The European Union said it would put pressure on members of the Southeast Asian regional grouping ASEAN at talks here on Thursday to urge Myanmar to improve its human rights record.
Foreign ministers from the 27-country EU and the 10-nation Association of Southeast Asian Nations were expected to agree a declaration enshrining an enhanced political partnership.
But European participants said that Myanmar, ruled by a military junta, was a significant hurdle to establishing a free trade deal between the two regional blocs.
External Relations Commissioner Benita Ferrero-Waldner said Myanmar, which the EU and the United States accuse of massive human rights violations and repressing political dissent, was not ready to be included in such an agreement.
"We want to see Myanmar change and this of course, I would say, is the first step. We have not seen that yet, but we are going on," the commissioner told journalists before going into Thursday's meeting.
Ferrero-Waldner said the EU would discuss human rights with Myanmar's foreign minister who is in Nuremberg, but added "it is also for our ASEAN partners to bring them into going into human rights, into democracy, having an inclusive national dialogue and finally seeing Aung San Suu Kyi released."
Aung San Suu Kyi, a Myanmar opposition leader and Nobel Peace Prize winner, has been under house arrest since 2003.
On trade, Ferrero-Waldner said she favoured granting preferential conditions to selected ASEAN states but leave the door open for others to join later.
"My idea is that we can start with those countries that really are ready for it and then that the others... can then opt in."
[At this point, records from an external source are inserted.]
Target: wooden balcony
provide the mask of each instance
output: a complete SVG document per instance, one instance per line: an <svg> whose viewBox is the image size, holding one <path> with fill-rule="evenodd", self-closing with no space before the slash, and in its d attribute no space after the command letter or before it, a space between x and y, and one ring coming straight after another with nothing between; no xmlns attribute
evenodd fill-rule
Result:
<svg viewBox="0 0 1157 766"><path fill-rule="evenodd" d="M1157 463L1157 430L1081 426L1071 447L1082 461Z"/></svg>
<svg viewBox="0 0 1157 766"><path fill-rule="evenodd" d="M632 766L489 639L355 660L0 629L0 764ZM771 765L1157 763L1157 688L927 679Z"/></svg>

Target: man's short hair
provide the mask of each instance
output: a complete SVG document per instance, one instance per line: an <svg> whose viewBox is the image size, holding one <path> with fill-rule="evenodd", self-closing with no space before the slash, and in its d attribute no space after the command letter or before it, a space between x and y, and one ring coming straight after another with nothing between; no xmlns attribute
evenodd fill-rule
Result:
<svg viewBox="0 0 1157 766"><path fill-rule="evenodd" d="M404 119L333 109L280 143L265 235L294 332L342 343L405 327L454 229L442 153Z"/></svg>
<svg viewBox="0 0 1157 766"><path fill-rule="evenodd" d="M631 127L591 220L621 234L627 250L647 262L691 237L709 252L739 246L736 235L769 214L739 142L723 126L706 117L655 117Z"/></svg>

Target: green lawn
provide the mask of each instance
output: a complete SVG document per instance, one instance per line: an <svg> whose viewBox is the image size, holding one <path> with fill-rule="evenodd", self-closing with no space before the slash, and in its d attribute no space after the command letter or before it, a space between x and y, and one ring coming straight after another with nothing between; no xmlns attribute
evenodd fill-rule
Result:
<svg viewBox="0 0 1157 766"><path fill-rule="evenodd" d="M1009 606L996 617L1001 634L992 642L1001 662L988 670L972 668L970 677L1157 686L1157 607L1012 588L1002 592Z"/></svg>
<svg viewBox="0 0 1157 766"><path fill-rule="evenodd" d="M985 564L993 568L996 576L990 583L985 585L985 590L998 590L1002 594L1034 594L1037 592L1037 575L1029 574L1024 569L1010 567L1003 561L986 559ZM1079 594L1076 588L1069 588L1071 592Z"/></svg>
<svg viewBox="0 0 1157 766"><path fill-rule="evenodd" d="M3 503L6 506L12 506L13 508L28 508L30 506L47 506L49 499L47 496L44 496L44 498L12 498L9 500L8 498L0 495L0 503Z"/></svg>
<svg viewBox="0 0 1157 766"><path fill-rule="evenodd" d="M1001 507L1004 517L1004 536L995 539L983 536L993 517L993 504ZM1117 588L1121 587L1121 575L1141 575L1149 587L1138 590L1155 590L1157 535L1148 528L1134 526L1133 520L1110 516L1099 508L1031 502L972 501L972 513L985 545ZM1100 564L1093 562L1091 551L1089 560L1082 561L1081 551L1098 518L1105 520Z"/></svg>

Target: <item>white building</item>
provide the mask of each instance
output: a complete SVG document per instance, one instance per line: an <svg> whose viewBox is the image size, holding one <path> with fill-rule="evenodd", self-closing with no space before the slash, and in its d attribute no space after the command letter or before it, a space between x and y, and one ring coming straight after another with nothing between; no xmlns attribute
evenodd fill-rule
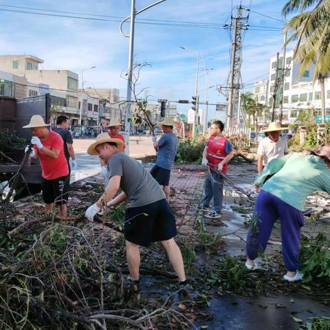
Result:
<svg viewBox="0 0 330 330"><path fill-rule="evenodd" d="M300 63L292 60L293 51L287 52L283 60L283 54L280 54L278 75L283 72L283 62L285 65L285 80L283 91L283 120L284 124L291 124L296 119L300 111L314 109L320 115L321 93L318 80L313 83L315 66L311 65L302 76L299 76ZM270 85L268 100L272 100L272 93L275 86L275 74L276 68L276 56L270 58ZM325 107L326 115L330 115L330 80L325 80ZM270 104L271 103L270 102ZM277 105L277 104L276 104ZM330 116L329 117L330 119Z"/></svg>

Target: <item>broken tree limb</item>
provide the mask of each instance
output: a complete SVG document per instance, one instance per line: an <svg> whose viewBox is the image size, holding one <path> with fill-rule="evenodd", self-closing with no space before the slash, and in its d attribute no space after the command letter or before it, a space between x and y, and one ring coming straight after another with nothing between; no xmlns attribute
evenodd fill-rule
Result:
<svg viewBox="0 0 330 330"><path fill-rule="evenodd" d="M29 144L28 147L29 148L28 149L25 154L24 155L24 158L23 159L22 162L21 163L21 166L19 166L19 170L17 170L17 173L15 174L15 176L14 177L14 179L12 180L10 189L8 192L8 195L5 198L5 199L0 201L0 205L1 204L5 205L6 203L8 203L10 200L10 197L12 197L12 192L14 192L14 189L15 188L16 184L17 184L19 179L19 177L21 176L22 170L30 159L30 154L31 153L31 151L32 150L32 145L30 144Z"/></svg>
<svg viewBox="0 0 330 330"><path fill-rule="evenodd" d="M253 163L254 162L254 160L253 158L249 158L241 153L234 153L234 157L241 157L248 163Z"/></svg>

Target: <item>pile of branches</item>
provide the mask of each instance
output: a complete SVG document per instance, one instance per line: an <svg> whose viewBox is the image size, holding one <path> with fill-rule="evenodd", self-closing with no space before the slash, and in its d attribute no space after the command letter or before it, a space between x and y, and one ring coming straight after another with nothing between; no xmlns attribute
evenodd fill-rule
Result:
<svg viewBox="0 0 330 330"><path fill-rule="evenodd" d="M42 221L23 232L0 229L0 329L147 329L168 322L193 329L170 299L142 306L107 260L118 248L109 237Z"/></svg>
ASEAN's membership ranges from wealthy Singapore to impoverished Cambodia and Laos.
German Foreign Minister Frank-Walter Steinmeier, whose country currently holds the EU presidency, called on Wednesday for the EU and ASEAN to pool their combined resources of more than one billion people and work together on tackling climate change and international terrorism.
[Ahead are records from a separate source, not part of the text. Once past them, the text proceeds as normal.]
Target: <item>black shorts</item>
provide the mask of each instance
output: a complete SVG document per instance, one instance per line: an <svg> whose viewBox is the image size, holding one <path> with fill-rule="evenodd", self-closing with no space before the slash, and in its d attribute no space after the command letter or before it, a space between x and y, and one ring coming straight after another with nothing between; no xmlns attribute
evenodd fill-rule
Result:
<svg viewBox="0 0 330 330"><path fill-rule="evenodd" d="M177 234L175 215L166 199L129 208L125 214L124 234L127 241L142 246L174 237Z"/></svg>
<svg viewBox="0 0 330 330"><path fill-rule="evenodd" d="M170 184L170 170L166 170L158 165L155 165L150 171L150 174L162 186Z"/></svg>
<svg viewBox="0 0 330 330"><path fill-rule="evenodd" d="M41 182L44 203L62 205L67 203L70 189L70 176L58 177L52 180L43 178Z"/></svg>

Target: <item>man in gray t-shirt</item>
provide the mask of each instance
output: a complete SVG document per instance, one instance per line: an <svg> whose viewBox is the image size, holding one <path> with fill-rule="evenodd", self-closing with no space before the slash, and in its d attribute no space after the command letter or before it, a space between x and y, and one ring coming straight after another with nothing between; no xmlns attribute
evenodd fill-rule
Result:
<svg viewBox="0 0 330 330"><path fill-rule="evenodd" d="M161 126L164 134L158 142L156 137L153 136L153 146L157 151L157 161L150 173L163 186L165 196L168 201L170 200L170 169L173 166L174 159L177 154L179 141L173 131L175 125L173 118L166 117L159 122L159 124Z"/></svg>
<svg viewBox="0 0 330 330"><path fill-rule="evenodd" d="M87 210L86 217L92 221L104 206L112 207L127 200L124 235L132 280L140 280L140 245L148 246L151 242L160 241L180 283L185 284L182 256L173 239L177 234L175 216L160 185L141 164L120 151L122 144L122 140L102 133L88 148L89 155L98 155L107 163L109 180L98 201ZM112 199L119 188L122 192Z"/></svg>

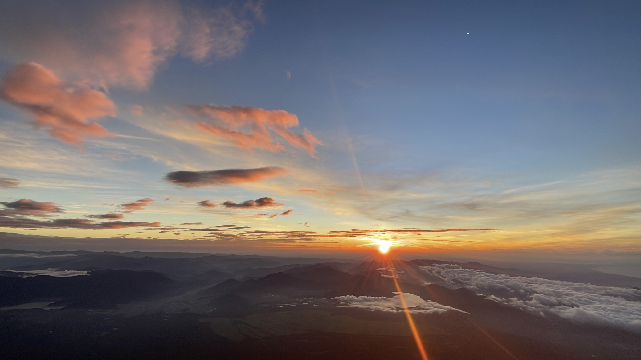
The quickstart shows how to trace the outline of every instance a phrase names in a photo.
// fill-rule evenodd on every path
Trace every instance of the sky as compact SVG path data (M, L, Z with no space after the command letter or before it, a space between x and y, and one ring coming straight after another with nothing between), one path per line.
M3 247L638 264L639 10L0 3Z

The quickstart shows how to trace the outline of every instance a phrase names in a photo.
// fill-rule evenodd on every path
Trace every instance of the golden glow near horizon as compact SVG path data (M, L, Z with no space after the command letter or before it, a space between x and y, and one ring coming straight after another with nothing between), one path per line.
M390 250L390 248L392 247L393 245L395 243L395 241L392 240L387 240L382 239L372 239L372 238L363 238L362 240L369 240L372 242L368 244L363 244L365 246L376 245L378 247L378 251L381 254L387 254L387 252Z
M392 242L389 240L379 240L378 250L381 254L387 254L392 247Z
"The era of nation states is over, at least to the extent that none of our countries can solve these problems on its own," he said.
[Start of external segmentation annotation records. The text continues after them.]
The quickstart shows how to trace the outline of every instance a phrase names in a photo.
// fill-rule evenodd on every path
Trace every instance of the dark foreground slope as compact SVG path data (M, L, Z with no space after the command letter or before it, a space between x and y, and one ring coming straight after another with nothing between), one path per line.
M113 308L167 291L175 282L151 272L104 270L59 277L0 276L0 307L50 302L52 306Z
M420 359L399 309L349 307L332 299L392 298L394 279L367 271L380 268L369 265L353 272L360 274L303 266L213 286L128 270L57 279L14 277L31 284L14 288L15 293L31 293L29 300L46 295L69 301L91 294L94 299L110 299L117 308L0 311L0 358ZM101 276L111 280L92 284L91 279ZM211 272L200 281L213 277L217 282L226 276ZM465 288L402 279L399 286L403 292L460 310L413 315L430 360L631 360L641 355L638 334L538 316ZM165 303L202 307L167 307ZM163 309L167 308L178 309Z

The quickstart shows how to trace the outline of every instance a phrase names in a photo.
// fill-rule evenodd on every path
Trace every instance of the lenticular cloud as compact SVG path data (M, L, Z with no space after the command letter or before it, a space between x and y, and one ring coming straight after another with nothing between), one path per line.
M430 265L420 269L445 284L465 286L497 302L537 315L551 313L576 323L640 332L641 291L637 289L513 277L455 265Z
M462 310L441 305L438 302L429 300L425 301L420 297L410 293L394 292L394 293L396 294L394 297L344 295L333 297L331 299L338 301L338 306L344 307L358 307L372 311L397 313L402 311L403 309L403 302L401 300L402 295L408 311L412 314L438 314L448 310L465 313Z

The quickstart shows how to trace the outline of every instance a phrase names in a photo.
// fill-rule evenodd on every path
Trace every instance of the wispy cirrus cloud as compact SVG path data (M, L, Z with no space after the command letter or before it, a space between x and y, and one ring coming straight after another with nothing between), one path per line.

Steinmeier said the EU's recent commitment to reduce emissions of carbon dioxide would be futile unless other countries took measures to curb pollution.
"These targets can only be fully effective if other international partners come on board too," he said.
Steinmeier said ASEAN could also play a significant role in international efforts to find peace in the Middle East, where a Palestinian unity government was unveiled on Thursday.
"A number of our partners in ASEAN have developed their own close links to the Middle East and at a time when a number of efforts are under way... our ASEAN partners can be very helpful as they have something to offer of their own."
The gathering in the southern German city marks a milestone as EU and ASEAN are celebrating the 30th anniversary of the establishment of their relations.
ASEAN comprises Brunei, Cambodia, Indonesia, Laos, Malaysia, Myanmar, the Philippines, Singapore, Thailand and Vietnam.